Les jours s’étirèrent en mois, les mois en années. L’enfant grandit, devant un garçon vif et éveillé ; Lans eut quelques amantes, des mères de passage pour Adam qui jamais ne posa de question sur celle qui l’avait enfanté. Il était suffisamment intelligent – de cette intelligence animale qui se rapprochait de l’instinct – pour sentir le tabou, ou peut-être le danger inhérent à ce sujet. Il profitait alors de ces présences féminines qui s’extasiaient de la blondeur de ses cheveux, du topaze de ses yeux. Ils passèrent plusieurs années au Nicaragua puis traversèrent l’Océan Pacifique pour rejoindre l’Equateur. La vie y était dure, et Lans travailla plusieurs années à élaguer les bananiers pour le plus gros producteur du pays, alors que son fils, alors âgé de neuf ans, grimpait aux arbres pour y couper les régimes et les faire descendre dans des paniers astucieusement manœuvrés par cordages.
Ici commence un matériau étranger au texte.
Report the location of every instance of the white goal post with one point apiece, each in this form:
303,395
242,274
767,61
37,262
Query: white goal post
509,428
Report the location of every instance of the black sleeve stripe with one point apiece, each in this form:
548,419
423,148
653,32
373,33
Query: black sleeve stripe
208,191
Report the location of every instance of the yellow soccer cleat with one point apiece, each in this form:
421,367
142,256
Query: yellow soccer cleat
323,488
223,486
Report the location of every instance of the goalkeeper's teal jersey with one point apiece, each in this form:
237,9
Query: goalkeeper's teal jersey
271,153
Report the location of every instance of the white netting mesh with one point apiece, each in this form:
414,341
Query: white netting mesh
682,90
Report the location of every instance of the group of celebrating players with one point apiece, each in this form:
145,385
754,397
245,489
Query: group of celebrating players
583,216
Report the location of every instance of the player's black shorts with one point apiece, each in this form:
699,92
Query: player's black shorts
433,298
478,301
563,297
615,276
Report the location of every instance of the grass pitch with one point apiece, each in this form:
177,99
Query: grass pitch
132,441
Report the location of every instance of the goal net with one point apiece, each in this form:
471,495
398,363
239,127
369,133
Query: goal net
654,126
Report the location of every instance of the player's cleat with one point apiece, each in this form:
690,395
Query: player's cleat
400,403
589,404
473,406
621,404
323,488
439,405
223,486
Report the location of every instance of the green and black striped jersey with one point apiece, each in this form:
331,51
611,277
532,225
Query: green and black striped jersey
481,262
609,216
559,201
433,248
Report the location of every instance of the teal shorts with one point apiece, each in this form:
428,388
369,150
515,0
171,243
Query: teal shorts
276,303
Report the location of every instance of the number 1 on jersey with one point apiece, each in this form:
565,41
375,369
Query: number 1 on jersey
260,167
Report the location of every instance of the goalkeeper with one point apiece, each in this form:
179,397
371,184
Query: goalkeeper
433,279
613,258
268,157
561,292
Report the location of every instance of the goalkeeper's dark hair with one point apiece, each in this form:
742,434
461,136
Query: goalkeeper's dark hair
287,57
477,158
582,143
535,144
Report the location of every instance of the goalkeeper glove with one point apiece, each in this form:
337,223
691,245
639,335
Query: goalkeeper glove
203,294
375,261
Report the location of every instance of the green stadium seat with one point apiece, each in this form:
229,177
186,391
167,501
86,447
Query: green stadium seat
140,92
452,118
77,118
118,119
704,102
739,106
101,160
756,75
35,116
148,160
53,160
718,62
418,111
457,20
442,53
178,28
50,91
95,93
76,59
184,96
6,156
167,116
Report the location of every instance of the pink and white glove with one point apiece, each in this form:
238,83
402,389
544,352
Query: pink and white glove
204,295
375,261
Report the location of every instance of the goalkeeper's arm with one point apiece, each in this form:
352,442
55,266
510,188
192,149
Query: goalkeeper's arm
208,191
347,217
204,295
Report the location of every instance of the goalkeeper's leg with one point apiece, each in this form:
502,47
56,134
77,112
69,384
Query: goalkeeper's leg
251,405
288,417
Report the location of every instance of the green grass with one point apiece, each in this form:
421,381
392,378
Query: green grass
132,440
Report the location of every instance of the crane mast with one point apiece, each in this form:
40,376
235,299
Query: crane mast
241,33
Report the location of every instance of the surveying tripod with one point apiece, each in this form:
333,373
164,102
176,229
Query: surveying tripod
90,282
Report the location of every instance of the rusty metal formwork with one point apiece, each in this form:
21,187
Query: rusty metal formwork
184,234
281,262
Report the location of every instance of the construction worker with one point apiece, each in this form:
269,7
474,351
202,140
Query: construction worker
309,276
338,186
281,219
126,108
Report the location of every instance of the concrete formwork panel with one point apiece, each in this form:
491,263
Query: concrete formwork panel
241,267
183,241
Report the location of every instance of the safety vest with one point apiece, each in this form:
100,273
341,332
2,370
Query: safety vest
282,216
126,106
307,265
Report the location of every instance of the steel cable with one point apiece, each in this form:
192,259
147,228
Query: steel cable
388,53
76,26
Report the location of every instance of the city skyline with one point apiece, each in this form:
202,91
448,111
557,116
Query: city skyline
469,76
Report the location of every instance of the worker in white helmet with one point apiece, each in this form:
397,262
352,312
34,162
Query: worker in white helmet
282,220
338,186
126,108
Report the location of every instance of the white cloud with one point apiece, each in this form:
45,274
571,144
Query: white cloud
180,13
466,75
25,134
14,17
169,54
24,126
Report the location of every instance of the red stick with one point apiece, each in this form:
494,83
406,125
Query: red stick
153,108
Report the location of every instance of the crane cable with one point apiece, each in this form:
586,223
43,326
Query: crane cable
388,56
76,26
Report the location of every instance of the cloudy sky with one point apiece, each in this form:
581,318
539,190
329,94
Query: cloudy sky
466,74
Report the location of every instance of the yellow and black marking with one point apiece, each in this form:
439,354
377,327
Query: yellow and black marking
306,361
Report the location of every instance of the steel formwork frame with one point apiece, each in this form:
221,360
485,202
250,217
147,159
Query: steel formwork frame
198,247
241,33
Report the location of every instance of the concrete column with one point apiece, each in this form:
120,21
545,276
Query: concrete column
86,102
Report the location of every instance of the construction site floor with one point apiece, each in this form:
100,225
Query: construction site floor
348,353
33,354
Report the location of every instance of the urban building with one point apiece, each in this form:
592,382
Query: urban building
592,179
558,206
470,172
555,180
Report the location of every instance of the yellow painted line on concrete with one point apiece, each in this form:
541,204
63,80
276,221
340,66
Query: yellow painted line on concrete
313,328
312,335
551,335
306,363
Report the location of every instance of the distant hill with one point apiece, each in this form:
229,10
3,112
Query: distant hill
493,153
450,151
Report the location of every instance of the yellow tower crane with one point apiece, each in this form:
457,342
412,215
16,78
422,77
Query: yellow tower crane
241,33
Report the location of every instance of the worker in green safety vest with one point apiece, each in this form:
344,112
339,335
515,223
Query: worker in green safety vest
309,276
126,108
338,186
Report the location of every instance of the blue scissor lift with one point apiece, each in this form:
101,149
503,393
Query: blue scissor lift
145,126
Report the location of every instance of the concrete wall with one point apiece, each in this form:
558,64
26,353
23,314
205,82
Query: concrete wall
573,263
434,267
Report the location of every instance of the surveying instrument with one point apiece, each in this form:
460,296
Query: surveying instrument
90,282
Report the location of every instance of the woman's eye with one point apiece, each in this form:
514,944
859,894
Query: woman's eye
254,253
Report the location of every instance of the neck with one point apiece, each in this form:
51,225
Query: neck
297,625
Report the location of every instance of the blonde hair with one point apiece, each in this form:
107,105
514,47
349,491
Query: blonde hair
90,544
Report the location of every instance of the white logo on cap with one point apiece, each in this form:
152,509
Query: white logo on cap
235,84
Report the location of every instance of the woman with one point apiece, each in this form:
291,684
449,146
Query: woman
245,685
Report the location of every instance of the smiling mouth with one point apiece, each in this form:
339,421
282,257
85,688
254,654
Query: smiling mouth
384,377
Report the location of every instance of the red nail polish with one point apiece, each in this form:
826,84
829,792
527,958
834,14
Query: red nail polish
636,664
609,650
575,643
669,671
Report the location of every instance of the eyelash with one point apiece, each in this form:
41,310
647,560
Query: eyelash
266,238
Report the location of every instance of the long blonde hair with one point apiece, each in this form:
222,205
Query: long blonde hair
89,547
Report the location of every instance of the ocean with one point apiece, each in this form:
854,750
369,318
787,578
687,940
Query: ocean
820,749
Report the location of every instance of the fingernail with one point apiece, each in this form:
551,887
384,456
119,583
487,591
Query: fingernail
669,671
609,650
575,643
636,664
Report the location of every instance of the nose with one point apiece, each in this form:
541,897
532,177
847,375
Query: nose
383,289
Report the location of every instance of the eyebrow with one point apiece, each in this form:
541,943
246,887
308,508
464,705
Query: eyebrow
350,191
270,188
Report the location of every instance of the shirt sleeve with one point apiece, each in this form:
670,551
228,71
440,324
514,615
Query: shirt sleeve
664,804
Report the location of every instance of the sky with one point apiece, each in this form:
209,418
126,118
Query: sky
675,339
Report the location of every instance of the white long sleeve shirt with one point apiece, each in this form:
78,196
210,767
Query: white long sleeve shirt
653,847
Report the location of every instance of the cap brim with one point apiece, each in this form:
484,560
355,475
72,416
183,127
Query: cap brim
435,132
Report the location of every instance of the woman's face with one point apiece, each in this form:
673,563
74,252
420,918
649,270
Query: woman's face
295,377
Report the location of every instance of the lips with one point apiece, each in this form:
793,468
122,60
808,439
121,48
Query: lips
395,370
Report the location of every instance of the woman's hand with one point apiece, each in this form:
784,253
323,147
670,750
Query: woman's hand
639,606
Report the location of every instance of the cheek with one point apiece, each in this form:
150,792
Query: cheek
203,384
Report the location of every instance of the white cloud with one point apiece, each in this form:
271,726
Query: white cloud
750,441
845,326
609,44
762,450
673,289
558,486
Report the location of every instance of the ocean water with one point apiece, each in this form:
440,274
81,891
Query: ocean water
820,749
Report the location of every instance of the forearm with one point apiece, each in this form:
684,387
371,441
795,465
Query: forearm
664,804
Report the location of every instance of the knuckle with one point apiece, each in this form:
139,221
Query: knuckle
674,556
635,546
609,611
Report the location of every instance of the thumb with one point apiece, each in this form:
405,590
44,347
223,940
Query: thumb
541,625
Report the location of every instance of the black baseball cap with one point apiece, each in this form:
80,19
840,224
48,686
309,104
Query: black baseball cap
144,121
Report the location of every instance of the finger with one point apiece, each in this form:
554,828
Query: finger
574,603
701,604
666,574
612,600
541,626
L’enfant devint un adolescent à la peau mate, dorée par le soleil, aux yeux translucides et à la chevelure couleur des blés mûrs ; Lans, lui, vit son visage se creuser de rides profondes sur sa peau cuivrée, où parfois, malgré lui, lorsque les nuits passaient, solitaires, une rivière amère et salée coulait. Adam était, lui aussi, taciturne. Malgré son charisme, il n’avait que peu d’amis, préférant la solitude et la contemplation des vagues s’échouant sur la rive plutôt que les plaisirs de la ville. Les jeunes équatoriens arpentaient les bars, karaokés et boîtes de nuit, noyant leur insouciance dans des cocktails aux couleurs chamarrées. Le jeune garçon et ses rares comparses préféraient un feu de plage où grillaient quelques poissons péchés du jour ou des brochettes achetées au boucher, et ils parlaient. Longuement, ils parlaient, de leurs espoirs, de leurs envies ; ils questionnaient surtout Adam, peu laconique, mais dont la tête était emplie de questions, sur son identité propre. Qui étaient ses parents ? Ils ne pouvait se résigner à demander à son père, car les réponses plus que leur absence l’effrayaient. Lans n’inscrivit pas son fils immédiatement à l’école. Il lui apprit d’abord à lire et à écrire, à compter, et tous les rudiments de culture générale qu’il gardait de son ancienne vie. Il transmit le goût de la lecture au jeune Adam, et bientôt leur modeste appartement fut envahi de livres de toutes sortes : biographies, romans d’aventure, essais philosophiques, contes et légendes des quatre coins du monde. L’enfant se passionnait pour l’Iliade et L’Odyssée et dessinait d’épiques combats entre un Ulysse et un Cyclope très stylisés.

Les études n’étaient pas son fort, mais Lans redoubla d’énergie pour lui insuffler cette farouche volonté qui l’animait. Son fils aurait toutes ses chances.